As an aside at Treasury all these votes/ dept budgets are monitored by delightful young people called vote analysts. It is a job they pass through on to their way to better things which has included being the opposition spokesman for Dunedin and interrogating Todd McClay.
Anyway that is how it is supposed to be done although the interrogating Todd McClay is optional. There is though another sneakier way of the government spending money and that is through the tax system.
Now the received wisdom is that this is a BAD THING and this is very much one case where your correspondent agrees with the grown ups.
The way it is done is through giving specific groups concession directly in the Tax Act. So instead of collecting tax and the paying say one legged men a parrot allowance which would go through the annual appropriation bill a government could exempt the income of one legged men.

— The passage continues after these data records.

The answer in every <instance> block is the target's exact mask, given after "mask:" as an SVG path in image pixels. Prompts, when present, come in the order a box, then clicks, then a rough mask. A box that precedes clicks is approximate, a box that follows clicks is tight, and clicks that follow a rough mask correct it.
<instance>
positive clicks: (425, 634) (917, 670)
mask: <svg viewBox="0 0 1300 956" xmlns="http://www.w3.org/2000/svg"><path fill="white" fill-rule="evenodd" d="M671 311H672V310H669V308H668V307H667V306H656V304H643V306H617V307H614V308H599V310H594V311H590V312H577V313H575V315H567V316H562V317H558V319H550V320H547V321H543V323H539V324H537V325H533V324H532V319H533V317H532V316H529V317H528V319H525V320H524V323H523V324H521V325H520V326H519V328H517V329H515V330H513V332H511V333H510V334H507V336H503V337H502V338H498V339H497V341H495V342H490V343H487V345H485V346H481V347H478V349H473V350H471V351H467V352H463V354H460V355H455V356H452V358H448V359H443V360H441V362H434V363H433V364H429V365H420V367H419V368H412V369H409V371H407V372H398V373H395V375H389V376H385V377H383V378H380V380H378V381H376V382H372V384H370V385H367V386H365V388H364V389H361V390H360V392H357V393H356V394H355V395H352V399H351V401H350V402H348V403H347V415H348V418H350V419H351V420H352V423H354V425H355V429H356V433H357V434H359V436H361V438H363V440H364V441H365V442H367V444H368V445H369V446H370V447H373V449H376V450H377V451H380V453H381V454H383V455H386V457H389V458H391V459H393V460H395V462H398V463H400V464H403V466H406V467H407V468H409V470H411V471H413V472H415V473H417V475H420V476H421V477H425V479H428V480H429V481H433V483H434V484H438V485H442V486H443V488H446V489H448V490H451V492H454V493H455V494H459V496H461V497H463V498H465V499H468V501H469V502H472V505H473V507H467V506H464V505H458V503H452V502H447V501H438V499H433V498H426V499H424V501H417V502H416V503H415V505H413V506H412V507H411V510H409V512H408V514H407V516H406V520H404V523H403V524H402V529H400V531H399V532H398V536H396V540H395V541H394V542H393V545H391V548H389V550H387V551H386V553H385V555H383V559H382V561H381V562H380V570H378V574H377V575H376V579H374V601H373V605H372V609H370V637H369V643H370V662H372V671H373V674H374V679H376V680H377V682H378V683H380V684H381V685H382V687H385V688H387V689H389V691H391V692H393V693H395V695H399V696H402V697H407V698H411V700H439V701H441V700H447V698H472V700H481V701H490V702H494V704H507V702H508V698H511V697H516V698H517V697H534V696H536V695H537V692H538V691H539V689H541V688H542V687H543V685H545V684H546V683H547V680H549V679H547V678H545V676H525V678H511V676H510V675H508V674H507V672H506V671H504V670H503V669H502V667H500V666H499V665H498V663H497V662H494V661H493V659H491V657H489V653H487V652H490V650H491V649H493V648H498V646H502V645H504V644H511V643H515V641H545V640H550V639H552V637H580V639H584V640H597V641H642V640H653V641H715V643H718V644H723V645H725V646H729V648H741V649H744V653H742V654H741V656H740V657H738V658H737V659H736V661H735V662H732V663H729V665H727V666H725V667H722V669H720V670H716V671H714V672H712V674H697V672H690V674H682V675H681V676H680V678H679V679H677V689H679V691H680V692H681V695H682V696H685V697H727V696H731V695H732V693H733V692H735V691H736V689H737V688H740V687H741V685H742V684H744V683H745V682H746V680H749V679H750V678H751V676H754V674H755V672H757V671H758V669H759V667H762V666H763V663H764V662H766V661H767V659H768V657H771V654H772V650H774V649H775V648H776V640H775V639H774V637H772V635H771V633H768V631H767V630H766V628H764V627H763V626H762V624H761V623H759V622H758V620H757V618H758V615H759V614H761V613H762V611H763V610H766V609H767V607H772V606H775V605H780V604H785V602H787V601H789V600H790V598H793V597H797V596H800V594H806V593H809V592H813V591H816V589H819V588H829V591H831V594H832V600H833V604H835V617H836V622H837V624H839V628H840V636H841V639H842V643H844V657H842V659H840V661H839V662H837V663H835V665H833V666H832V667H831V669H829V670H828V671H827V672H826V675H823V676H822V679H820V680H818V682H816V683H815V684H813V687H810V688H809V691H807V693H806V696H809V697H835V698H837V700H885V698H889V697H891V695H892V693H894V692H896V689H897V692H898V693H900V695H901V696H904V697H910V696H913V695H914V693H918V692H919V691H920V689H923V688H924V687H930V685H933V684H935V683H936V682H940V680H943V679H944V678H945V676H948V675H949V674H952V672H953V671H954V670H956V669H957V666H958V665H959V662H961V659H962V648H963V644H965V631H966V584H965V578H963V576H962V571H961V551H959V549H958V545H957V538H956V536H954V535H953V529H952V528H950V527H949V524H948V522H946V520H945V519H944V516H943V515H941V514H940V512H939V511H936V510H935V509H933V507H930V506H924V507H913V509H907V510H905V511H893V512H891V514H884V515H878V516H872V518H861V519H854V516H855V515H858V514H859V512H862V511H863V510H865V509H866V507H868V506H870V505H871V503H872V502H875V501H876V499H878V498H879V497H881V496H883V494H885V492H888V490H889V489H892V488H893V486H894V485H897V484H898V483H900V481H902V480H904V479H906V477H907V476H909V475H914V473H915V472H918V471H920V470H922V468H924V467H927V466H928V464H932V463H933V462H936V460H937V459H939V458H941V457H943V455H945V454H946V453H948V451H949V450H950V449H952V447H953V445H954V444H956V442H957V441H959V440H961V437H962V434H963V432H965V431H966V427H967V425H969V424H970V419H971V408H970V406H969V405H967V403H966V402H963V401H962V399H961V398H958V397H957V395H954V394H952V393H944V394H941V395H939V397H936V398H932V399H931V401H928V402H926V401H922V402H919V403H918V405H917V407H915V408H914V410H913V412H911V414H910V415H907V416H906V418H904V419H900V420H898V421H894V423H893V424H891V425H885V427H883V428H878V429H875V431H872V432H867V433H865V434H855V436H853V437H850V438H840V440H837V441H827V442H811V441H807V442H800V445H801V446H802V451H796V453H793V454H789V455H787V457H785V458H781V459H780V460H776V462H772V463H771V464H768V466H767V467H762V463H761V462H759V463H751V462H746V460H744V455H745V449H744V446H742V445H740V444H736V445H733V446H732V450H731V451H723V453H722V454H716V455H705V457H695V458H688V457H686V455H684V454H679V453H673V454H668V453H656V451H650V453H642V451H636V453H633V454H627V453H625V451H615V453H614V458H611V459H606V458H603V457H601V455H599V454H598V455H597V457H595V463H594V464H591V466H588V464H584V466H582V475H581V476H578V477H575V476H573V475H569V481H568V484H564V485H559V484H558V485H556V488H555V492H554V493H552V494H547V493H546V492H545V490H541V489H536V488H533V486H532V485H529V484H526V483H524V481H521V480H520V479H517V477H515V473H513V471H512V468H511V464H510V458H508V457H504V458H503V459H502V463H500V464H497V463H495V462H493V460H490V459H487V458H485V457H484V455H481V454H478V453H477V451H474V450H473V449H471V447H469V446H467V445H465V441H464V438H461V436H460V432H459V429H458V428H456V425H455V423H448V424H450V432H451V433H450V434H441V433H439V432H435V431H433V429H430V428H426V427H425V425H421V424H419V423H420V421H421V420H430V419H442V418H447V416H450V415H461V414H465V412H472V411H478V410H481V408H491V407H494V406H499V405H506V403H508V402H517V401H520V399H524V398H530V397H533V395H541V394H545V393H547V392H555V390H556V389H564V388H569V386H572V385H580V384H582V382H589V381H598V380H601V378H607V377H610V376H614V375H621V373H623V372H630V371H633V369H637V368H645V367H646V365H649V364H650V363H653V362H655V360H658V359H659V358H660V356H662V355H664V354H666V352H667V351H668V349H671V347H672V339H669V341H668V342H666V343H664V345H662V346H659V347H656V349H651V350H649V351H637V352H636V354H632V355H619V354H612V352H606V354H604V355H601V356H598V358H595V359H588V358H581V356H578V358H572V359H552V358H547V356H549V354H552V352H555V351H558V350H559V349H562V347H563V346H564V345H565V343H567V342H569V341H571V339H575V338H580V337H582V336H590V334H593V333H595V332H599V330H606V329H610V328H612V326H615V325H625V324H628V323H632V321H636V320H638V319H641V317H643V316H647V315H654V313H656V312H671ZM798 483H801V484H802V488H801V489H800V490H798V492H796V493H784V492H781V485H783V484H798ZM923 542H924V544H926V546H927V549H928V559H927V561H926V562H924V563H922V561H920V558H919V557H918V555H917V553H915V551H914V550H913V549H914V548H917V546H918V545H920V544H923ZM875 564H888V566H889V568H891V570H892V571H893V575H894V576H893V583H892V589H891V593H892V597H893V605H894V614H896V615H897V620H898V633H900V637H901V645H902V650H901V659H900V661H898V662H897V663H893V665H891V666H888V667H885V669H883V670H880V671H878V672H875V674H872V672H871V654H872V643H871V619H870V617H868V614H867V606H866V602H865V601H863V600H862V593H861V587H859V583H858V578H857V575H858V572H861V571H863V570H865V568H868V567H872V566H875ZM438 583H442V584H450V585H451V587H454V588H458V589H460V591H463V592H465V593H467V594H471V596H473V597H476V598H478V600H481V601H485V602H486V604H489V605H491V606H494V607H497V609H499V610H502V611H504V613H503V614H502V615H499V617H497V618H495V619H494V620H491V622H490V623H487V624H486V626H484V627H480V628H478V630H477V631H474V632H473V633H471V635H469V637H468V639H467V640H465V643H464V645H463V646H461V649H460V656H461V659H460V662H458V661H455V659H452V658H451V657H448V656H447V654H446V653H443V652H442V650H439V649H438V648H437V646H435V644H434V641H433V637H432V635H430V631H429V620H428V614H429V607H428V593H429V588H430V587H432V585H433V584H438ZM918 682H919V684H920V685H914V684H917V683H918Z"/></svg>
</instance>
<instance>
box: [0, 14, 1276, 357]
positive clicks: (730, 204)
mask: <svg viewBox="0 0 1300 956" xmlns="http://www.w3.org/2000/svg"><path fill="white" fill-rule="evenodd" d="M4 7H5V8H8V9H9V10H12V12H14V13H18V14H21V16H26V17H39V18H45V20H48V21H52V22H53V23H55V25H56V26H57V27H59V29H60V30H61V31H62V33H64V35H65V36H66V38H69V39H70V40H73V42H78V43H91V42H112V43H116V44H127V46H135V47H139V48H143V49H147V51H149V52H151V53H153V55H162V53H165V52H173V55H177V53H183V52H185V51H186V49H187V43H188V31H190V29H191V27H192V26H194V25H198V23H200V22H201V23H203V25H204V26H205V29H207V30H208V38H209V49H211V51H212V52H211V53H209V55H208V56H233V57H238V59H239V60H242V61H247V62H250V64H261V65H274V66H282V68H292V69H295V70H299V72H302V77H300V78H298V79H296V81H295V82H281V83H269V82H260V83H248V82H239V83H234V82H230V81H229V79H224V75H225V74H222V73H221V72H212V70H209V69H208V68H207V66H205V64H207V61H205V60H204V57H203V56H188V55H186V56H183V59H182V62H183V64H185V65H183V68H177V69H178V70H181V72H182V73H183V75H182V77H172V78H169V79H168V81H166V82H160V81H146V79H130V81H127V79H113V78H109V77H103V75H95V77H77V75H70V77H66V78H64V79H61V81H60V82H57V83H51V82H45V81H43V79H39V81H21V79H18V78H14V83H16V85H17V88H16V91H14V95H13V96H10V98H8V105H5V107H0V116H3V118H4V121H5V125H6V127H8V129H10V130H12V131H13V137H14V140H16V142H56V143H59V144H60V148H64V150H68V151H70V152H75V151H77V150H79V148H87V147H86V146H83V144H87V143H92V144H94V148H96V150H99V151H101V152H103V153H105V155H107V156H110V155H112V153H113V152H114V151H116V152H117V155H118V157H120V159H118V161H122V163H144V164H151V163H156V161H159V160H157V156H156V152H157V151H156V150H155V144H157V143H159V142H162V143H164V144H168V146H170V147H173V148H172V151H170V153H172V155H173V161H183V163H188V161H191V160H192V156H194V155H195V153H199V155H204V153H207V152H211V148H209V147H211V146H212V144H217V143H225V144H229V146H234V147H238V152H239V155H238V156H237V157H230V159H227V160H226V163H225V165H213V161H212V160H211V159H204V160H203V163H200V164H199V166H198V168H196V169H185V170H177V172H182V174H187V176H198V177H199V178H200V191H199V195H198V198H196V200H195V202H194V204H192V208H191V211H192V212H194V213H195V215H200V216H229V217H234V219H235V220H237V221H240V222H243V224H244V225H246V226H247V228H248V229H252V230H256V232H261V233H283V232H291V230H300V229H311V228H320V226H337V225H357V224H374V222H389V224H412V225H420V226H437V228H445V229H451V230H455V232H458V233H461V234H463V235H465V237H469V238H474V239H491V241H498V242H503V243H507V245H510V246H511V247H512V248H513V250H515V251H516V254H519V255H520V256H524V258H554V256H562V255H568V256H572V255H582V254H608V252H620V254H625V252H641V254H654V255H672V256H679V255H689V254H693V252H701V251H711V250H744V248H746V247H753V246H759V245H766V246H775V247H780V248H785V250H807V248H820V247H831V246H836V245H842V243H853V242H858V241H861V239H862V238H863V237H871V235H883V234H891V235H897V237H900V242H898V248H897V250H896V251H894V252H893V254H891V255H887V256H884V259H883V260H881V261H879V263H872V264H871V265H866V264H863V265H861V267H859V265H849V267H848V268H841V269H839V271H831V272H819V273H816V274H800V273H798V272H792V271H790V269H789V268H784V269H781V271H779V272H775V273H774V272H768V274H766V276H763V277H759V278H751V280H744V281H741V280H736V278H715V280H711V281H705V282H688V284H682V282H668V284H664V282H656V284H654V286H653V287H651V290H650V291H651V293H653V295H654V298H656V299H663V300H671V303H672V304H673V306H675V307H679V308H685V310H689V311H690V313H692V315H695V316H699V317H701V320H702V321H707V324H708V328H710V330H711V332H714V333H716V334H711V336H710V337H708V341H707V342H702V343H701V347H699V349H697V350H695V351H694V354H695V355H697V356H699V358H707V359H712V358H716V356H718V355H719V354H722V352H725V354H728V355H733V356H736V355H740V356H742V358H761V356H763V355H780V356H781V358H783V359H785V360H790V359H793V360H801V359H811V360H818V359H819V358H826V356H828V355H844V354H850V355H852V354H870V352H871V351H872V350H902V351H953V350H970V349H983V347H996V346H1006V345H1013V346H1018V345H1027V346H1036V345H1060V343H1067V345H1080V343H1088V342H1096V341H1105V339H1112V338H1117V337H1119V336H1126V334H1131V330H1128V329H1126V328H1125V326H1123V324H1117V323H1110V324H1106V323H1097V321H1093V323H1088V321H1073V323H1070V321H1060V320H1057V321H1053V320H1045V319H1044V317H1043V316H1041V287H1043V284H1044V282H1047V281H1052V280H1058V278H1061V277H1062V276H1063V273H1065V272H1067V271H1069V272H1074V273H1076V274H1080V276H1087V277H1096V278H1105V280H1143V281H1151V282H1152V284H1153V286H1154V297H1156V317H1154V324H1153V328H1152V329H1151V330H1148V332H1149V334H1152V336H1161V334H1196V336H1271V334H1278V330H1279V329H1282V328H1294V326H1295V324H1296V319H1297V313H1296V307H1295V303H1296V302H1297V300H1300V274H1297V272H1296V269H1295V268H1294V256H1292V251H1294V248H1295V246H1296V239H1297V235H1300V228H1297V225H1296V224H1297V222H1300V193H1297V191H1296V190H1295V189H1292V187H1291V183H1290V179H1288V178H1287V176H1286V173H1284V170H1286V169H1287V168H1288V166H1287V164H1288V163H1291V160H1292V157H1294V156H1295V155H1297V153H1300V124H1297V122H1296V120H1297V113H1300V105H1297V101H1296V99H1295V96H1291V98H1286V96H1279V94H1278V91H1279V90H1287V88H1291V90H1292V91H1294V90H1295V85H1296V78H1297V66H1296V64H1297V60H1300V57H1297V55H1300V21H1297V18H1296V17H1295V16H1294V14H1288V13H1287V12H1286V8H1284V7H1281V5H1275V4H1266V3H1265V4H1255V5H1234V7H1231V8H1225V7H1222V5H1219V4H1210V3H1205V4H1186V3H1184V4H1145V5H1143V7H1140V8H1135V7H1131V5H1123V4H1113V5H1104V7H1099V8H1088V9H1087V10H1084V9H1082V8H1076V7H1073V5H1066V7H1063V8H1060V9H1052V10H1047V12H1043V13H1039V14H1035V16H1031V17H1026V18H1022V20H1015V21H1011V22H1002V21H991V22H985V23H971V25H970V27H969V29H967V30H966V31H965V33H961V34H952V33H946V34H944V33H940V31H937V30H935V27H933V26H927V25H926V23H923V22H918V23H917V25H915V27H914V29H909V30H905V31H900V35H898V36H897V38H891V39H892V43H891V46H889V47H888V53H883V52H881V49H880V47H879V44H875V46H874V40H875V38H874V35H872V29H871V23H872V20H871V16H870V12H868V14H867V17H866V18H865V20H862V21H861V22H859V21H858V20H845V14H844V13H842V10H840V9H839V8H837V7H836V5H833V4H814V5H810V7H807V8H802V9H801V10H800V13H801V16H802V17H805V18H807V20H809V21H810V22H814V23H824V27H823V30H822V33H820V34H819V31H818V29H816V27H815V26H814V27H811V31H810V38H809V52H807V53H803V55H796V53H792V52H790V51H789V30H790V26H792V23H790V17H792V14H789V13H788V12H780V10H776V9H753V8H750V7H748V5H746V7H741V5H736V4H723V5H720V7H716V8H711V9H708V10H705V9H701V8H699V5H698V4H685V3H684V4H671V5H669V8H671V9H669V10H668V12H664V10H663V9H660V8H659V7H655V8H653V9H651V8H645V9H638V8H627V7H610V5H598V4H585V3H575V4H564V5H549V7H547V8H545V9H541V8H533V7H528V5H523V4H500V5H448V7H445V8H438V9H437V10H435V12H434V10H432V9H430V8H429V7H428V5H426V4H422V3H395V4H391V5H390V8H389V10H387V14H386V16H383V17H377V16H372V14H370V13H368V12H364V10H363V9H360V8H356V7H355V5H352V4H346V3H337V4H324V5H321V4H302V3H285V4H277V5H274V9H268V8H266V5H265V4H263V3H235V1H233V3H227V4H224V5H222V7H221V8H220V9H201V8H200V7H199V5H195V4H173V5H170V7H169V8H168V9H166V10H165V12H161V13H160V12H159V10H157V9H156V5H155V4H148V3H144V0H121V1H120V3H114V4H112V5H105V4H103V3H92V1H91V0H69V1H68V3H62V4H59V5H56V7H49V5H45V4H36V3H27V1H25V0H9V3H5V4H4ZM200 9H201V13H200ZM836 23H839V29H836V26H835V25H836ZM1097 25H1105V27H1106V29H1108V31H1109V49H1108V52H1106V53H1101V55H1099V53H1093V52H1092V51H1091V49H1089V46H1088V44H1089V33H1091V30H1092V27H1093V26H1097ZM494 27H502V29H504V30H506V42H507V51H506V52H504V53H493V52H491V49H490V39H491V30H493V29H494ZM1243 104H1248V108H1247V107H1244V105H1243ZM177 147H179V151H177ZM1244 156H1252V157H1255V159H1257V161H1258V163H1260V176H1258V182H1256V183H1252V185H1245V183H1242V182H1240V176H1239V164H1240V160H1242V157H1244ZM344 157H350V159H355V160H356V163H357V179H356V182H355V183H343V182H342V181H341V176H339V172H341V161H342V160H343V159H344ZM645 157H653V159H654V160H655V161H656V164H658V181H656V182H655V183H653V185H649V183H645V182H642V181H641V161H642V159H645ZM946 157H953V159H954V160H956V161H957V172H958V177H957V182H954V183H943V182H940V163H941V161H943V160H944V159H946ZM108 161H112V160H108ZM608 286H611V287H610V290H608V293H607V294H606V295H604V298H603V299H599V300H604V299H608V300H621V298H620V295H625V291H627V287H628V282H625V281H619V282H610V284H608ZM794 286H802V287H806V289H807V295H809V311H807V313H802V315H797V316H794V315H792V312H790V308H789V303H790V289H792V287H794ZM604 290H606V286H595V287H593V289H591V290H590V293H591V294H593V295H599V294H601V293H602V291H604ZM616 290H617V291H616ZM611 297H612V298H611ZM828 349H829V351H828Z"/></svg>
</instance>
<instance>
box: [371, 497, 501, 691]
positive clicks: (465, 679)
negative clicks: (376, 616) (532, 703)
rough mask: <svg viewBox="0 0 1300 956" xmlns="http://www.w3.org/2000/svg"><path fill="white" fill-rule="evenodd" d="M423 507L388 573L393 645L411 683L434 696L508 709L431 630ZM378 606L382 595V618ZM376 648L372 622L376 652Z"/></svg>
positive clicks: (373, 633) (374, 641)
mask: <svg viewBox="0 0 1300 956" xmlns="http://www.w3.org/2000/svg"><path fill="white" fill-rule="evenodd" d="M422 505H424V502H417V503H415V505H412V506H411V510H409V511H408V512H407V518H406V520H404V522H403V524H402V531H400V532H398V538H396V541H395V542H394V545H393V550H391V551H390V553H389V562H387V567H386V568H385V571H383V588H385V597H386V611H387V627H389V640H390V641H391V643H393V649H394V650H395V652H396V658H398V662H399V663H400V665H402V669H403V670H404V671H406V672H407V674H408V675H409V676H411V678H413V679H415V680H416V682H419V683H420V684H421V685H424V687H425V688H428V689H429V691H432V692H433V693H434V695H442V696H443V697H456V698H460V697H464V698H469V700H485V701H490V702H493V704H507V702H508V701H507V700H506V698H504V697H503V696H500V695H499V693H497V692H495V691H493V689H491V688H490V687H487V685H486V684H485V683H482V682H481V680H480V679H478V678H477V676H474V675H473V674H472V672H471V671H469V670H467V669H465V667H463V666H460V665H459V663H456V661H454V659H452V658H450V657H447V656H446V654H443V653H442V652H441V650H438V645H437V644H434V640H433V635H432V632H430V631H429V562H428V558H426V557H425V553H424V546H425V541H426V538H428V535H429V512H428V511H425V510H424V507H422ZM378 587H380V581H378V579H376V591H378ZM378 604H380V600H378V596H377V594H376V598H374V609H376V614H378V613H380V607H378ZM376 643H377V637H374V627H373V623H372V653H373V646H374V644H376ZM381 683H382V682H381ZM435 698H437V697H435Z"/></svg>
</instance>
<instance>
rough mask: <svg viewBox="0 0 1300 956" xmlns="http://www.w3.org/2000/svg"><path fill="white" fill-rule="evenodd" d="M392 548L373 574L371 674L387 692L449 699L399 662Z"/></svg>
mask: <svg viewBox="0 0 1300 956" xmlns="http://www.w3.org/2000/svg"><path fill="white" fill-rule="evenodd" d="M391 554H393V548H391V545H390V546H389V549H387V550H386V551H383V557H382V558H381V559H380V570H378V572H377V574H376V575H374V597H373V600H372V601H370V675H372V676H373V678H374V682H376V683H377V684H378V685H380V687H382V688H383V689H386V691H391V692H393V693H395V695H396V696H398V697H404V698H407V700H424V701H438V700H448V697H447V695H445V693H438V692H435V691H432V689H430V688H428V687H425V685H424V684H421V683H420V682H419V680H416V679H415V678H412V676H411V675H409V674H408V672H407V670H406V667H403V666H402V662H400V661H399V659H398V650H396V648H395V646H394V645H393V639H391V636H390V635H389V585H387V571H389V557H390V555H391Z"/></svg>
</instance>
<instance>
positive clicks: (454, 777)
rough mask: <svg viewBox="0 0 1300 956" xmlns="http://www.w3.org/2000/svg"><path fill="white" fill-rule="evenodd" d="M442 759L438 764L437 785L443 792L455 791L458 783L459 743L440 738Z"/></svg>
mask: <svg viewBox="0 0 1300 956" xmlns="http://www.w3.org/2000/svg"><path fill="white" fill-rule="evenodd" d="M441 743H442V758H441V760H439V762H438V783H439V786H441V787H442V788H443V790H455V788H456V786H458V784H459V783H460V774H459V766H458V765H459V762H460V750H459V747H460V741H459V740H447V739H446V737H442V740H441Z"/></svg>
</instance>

To the one legged man and his political supporters this is awesome. It will have to go through a tax bill once but even then it would be combined with another million other thing so may not really get much notice. The legislative equivalent of there only being one front page.
After that no nasty Parliamentary scrutiny; no department arguing with delightful vote analysts; and no transparency of the government’s largesse by the wider community. What’s not to love!
Lot’s really for everyone with two legs and no political support. So as always Treasury being the Guardian Angels that they are publish a tax expenditure statement with the Budget documents.
And so what are our sneaky expenditures?
There are what you would expect – tax exemption for Charities, donor rebate for Charities and Working for Families tax credits paid out through the tax system.
But there are also things you wouldn’t expect – and TES 2015 was quite notorious – exempting accommodation allowances to defence force personnel, ministers of religion, and Canterbury rebuild workers. Longstanding expenditures include the income equalisation scheme for farmers and accelerated depreciation for bloodstock. And do not get me started on the upfront deductibility of all forestry expenditure – including capital expenditure.
I am sure in other countries it is much worse but it is far from clear to your correspondent what makes these government expenditures so special that they should bypass Parliament every year.
But at least dear readers they are called out every year. And I would encourage you to look at them every year and ask questions. Because Parliament can’t.